The primary goal of this project is to create an LTB-inspired Kubernetes operator - short LTB Operator, which simplifies the deployment and management of LTB labs. Furthermore, the labs should run completely inside a Kubernetes cluster, which enables effortless scaling, orchestration and monitoring. This is possible by leveraging the capabilities of Kubernetes including automation, dynamic resource allocation, and seamless integration with a wide range of tools.

The LTB Operator is implemented using the Go-based Operator-SDK framework, that provides a set of tools and libraries for building Kubernetes operators. This allows for a streamlined development process and integration with the Kubernetes API.
The deployment of VMs in Kubernetes is provided by the KubeVirt project, which extends Kubernetes with virtualization capabilities.
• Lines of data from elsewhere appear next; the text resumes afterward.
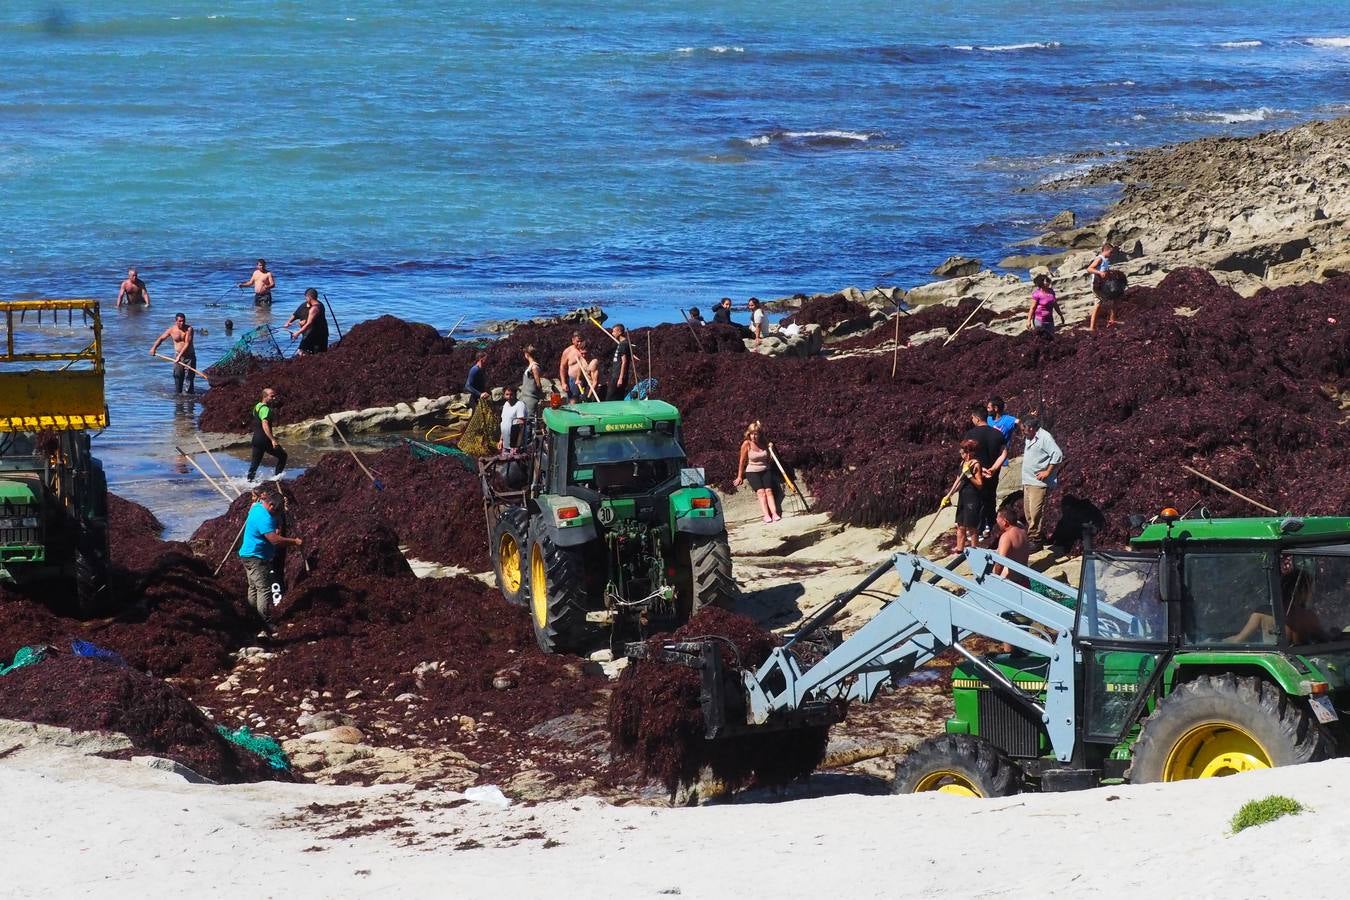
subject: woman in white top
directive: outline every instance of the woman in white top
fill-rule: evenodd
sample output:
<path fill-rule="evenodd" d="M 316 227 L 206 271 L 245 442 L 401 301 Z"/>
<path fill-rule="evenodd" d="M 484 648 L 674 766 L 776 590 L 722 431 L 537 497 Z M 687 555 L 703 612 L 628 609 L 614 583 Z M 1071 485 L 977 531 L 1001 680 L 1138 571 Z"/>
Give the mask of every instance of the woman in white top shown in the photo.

KubeVirt allows the deployment and management of KVM based VMs as Kubernetes resources, accessible via the Kubernetes API.

The LTB Operator has the ability to deploy labs consisting of pods (containers) and KubeVirt VMs defined using a YAML file. Lab templates, lab instances, and node types are utilized as custom resources (CRs) to define the lab topology, configuration, and available node options. A simple Layer 3 network between the nodes is implemented using Multus-CNI. In addition to that, out-of-band management access to the lab nodes is provided using a web-based terminal and a freely configurable port. The lab's status and remote access details can be obtained via a command-line interface (kubectl). Even though access control is not implemented in this project, the current implementation lays the groundwork for future development, such as defining basic RBAC policies, by deploying labs within their own namespace.

In conclusion, the LTB Operator offers users a streamlined approach to deploy and effectively manage network emulation labs within a Kubernetes cluster. This integration bridges the gap between network emulation and container orchestration, enhancing the flexibility and scalability of lab environments for research and teaching purposes.